Depends on where in the EU:

[–] prowess2956@kbin.social 9 points 6 months ago (1 children)

Found the Reagan administration

[–] CharlesDarwin@lemmy.world 7 points 6 months ago

It's an all too reasonable ask.

[–] TheRealCharlesEames@lemm.ee 5 points 6 months ago

I have a hard time thinking of anything more important than addressing this, now.

[–] xenspidey@lemmy.zip -4 points 6 months ago (2 children)

This is super simple. In 2022 the US federal government brought in $2.18 Trillion in revenue from federal income tax. Roughly %66 percent of Americans make over $50,000 and the median income of that group of people is around $60,000 a year. If it was made illegal to be compensated by anything other than USD (paid with stocks, etc. and those loopholes). $0-$50,000 is not taxed. If you make over $50,000 you pay a flat %17 income tax period. That would bring in roughly $2.24 Trillion in federal income tax revenue. No loop holes, no deductions, just %17 off the top. Then you can disband the IRS which costs $16 Billion a year to run. Don't need the IRS if everyone pays the same. That would be totally fair. You make $60,000 a year you pay $10,200 a year, you make $1 Billion a year $170,000,000 a year.

[–] silence7@slrpnk.net 12 points 6 months ago (1 children)

We mostly don't want to do that — billionaires have a much greater ability to pay and are harmed far less by paying more. So it makes sense to have a progressive tax system, where the more you earn, the higher the marginal tax rate.

And you don't want to allow people to hide personal expenses as business expenses, and the likes, which is where much of the complexity of the tax code comes from.

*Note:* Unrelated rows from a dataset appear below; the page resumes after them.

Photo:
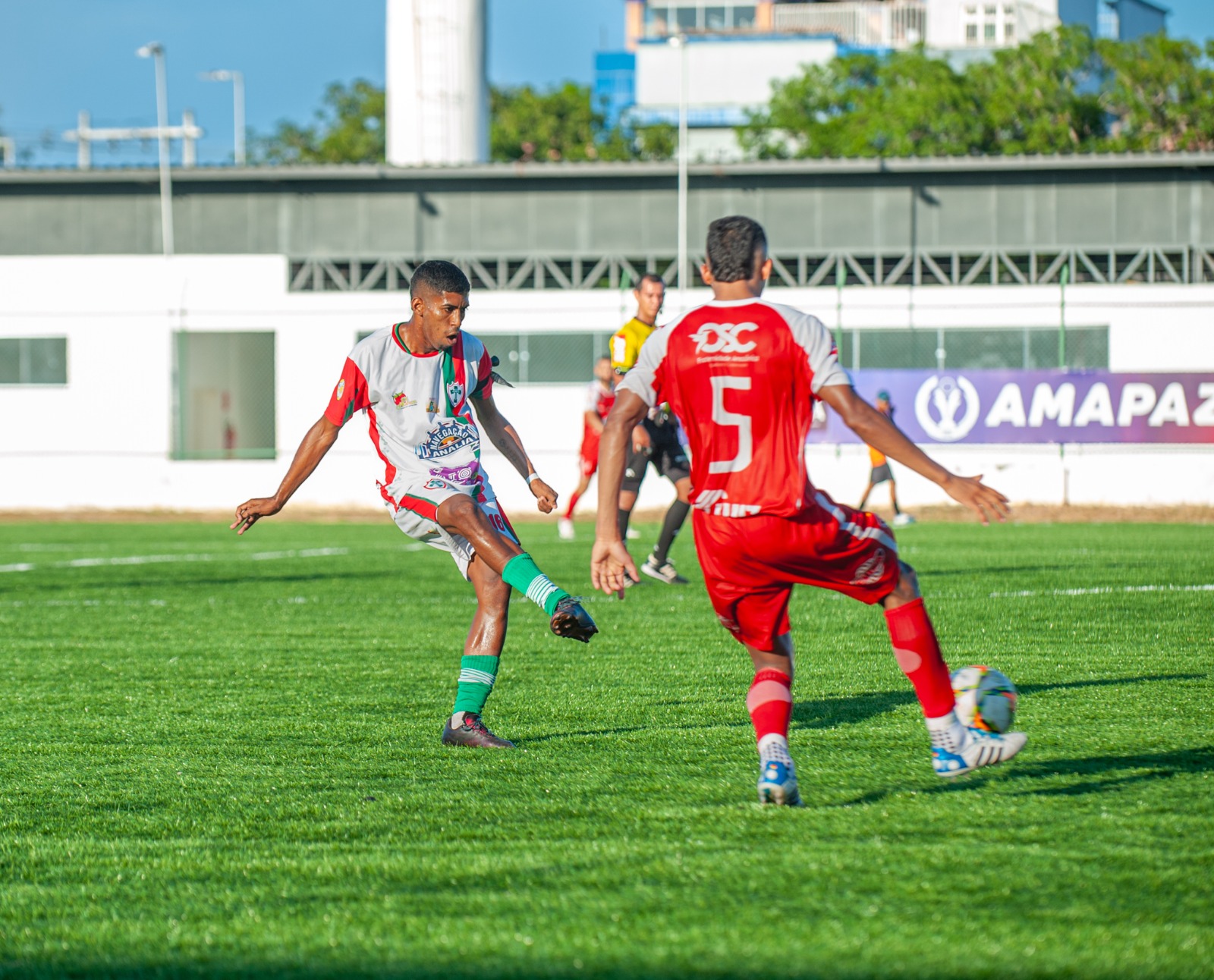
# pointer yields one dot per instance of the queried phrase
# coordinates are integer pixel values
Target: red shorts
(750, 564)
(589, 453)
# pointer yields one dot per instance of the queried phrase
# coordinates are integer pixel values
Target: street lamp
(680, 42)
(156, 50)
(237, 79)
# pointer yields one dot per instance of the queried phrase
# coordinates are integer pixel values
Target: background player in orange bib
(742, 375)
(600, 397)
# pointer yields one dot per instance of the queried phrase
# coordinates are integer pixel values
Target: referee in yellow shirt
(656, 441)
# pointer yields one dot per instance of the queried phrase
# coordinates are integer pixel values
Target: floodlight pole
(156, 50)
(680, 42)
(237, 79)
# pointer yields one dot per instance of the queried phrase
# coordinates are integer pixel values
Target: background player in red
(742, 375)
(600, 397)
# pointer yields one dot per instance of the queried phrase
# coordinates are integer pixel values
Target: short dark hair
(441, 277)
(734, 247)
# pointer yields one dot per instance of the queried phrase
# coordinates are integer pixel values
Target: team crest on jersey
(448, 438)
(724, 338)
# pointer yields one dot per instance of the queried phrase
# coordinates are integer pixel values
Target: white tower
(437, 90)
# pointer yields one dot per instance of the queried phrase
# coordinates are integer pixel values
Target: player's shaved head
(441, 277)
(738, 245)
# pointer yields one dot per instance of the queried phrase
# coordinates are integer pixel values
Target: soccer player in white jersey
(420, 382)
(742, 375)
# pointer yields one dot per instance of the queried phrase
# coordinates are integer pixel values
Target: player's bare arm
(610, 561)
(880, 433)
(505, 438)
(317, 441)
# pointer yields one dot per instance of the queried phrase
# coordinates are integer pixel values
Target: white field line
(157, 559)
(1100, 591)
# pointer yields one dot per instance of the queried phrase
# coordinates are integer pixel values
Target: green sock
(476, 677)
(525, 575)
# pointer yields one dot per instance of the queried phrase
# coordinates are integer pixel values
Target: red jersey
(742, 376)
(599, 399)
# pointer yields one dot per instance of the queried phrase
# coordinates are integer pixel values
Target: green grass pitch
(222, 759)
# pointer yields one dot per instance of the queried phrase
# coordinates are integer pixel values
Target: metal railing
(866, 24)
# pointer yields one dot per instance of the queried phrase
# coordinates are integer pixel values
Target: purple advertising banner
(1038, 407)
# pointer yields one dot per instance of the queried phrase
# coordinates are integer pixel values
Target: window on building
(687, 18)
(33, 360)
(225, 396)
(1030, 348)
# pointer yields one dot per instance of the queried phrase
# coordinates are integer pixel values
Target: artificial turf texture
(230, 765)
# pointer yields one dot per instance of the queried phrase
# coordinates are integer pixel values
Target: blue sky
(61, 56)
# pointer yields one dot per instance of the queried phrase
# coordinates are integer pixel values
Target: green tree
(349, 129)
(562, 124)
(1042, 96)
(1159, 95)
(904, 105)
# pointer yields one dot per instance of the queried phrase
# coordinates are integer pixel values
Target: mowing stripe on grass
(1100, 591)
(156, 559)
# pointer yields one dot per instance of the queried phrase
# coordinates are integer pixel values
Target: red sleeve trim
(349, 396)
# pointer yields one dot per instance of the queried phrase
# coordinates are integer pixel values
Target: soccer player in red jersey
(742, 375)
(600, 397)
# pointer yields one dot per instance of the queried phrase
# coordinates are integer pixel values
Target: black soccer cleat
(571, 620)
(473, 732)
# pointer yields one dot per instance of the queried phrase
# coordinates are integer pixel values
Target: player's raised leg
(483, 655)
(503, 553)
(770, 705)
(956, 749)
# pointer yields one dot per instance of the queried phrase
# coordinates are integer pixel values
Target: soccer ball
(986, 699)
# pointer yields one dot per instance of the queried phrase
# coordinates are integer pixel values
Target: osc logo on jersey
(938, 404)
(724, 338)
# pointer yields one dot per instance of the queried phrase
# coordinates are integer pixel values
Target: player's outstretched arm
(883, 435)
(317, 441)
(610, 561)
(505, 438)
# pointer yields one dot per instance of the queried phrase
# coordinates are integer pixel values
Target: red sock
(770, 702)
(574, 502)
(918, 655)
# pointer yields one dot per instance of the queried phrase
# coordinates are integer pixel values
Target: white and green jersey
(420, 415)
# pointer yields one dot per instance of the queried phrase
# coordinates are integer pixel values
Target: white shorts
(417, 516)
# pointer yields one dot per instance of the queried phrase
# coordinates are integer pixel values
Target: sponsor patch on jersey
(872, 570)
(446, 439)
(464, 475)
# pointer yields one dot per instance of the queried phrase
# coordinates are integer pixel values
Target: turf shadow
(1155, 765)
(855, 708)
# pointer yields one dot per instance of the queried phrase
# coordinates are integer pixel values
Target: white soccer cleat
(981, 749)
(777, 784)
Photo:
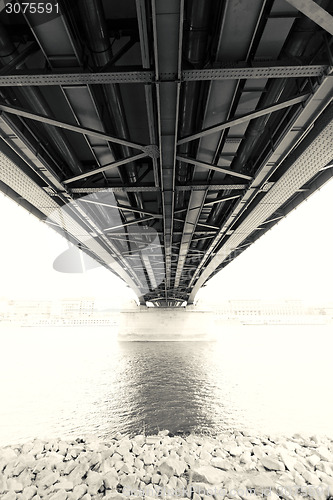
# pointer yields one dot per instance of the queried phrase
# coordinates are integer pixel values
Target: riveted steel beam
(314, 12)
(120, 207)
(245, 118)
(114, 164)
(193, 161)
(239, 73)
(67, 126)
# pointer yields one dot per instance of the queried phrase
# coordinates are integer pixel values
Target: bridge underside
(164, 137)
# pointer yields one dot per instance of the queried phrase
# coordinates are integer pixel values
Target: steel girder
(251, 84)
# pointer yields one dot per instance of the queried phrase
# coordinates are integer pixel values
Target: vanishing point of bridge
(163, 137)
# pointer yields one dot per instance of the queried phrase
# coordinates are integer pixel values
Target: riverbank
(233, 465)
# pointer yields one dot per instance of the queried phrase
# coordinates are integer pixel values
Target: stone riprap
(233, 465)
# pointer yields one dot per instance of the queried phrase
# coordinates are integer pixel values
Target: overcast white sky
(293, 260)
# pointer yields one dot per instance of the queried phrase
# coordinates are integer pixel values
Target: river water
(62, 382)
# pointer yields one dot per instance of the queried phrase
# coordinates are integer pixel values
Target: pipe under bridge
(163, 137)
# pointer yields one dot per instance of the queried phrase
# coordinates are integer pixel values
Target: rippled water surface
(73, 381)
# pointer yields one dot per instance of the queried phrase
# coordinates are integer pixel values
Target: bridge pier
(166, 324)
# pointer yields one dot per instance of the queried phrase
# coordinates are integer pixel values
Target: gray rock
(313, 460)
(288, 461)
(205, 455)
(272, 463)
(208, 474)
(261, 481)
(220, 463)
(324, 454)
(172, 466)
(94, 481)
(299, 467)
(80, 490)
(311, 478)
(259, 452)
(234, 451)
(153, 440)
(325, 467)
(49, 479)
(60, 495)
(28, 492)
(11, 495)
(64, 485)
(164, 432)
(148, 458)
(14, 485)
(87, 496)
(110, 481)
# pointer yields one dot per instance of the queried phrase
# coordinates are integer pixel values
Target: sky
(294, 260)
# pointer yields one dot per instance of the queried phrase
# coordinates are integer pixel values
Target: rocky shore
(233, 465)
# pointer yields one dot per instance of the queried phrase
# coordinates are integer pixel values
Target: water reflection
(76, 381)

[–] xenspidey@lemmy.zip -1 points 6 months ago (1 children)

Right now Billionaires don't have money just lying around to pay taxes with, it's tied up in owned business, properties, stocks, etc. I know, this is a part of the internet that just wants to eat the rich, I'm not one of them. They are just playing the game. The problem is the government allows them to play the game in such a way that is able to make them a lot more money. The problem is, the rules the government has made allows this to happen. If you drastically simplify the tax code, like to be one paragraph and eliminate the loop holes, it will settle itself out. The only way to do that though is to replace every person in Washington because they are taking advantage of it as well.

[–] silence7@slrpnk.net 5 points 6 months ago (1 children)

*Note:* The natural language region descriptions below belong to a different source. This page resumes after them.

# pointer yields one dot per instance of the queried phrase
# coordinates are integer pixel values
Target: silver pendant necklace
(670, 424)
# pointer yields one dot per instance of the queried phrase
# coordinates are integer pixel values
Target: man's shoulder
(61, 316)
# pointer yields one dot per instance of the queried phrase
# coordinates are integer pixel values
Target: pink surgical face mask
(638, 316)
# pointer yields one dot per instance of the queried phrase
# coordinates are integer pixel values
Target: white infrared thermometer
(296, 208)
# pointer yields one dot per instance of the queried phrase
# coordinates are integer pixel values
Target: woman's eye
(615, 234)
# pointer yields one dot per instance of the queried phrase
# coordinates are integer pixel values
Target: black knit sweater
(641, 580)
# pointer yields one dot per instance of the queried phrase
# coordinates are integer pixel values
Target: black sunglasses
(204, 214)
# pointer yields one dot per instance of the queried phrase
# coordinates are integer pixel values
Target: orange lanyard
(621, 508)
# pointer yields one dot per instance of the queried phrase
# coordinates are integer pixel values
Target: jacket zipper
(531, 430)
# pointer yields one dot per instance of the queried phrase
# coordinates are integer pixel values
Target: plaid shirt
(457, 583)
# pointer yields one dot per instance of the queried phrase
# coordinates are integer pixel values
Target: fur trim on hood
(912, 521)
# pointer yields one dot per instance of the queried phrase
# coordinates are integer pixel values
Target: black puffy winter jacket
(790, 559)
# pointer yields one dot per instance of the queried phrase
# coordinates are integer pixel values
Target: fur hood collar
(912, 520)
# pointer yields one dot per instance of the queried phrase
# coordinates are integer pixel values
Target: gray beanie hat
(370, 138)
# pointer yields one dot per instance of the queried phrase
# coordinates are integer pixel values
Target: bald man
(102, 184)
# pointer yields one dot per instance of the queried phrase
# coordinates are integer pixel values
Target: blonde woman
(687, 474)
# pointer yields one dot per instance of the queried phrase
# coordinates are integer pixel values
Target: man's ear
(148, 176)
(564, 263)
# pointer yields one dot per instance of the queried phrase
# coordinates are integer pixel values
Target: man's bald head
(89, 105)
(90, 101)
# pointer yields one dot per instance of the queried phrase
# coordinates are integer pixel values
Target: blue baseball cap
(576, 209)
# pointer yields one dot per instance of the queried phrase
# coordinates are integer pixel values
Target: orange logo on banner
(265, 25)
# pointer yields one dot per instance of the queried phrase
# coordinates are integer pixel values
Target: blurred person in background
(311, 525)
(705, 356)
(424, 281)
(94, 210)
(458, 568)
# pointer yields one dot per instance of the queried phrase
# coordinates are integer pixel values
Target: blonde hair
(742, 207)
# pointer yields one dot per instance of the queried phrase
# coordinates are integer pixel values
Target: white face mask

Billionaires can liquidate assets to pay taxes as needed — particularly income taxes, where that's easy.

[–] xenspidey@lemmy.zip -1 points 6 months ago (1 children)

If you took half of all the billionaires wealth in the US it would be worth 1 year of IRS tax revenue. Or two year's of our deficit. Then what?

[–] silence7@slrpnk.net 4 points 6 months ago* (last edited 6 months ago)

The point is requiring them to pay a higher percentage because they've benefitted more from the way society is put together. Not to end all other taxation.

[–] MonkRome@lemmy.world 1 points 6 months ago

Under your simplified system a person making 55k brings in less than someone making 49k. Which disincentives getting a raise at that salary range. There is a reason that currently we only tax money over the brackets set.

Progressive taxation isn't really the problem here though, our low tax on investment profit is. We should also probably enforce a 2% wealth tax on anyone making over a billion dollars.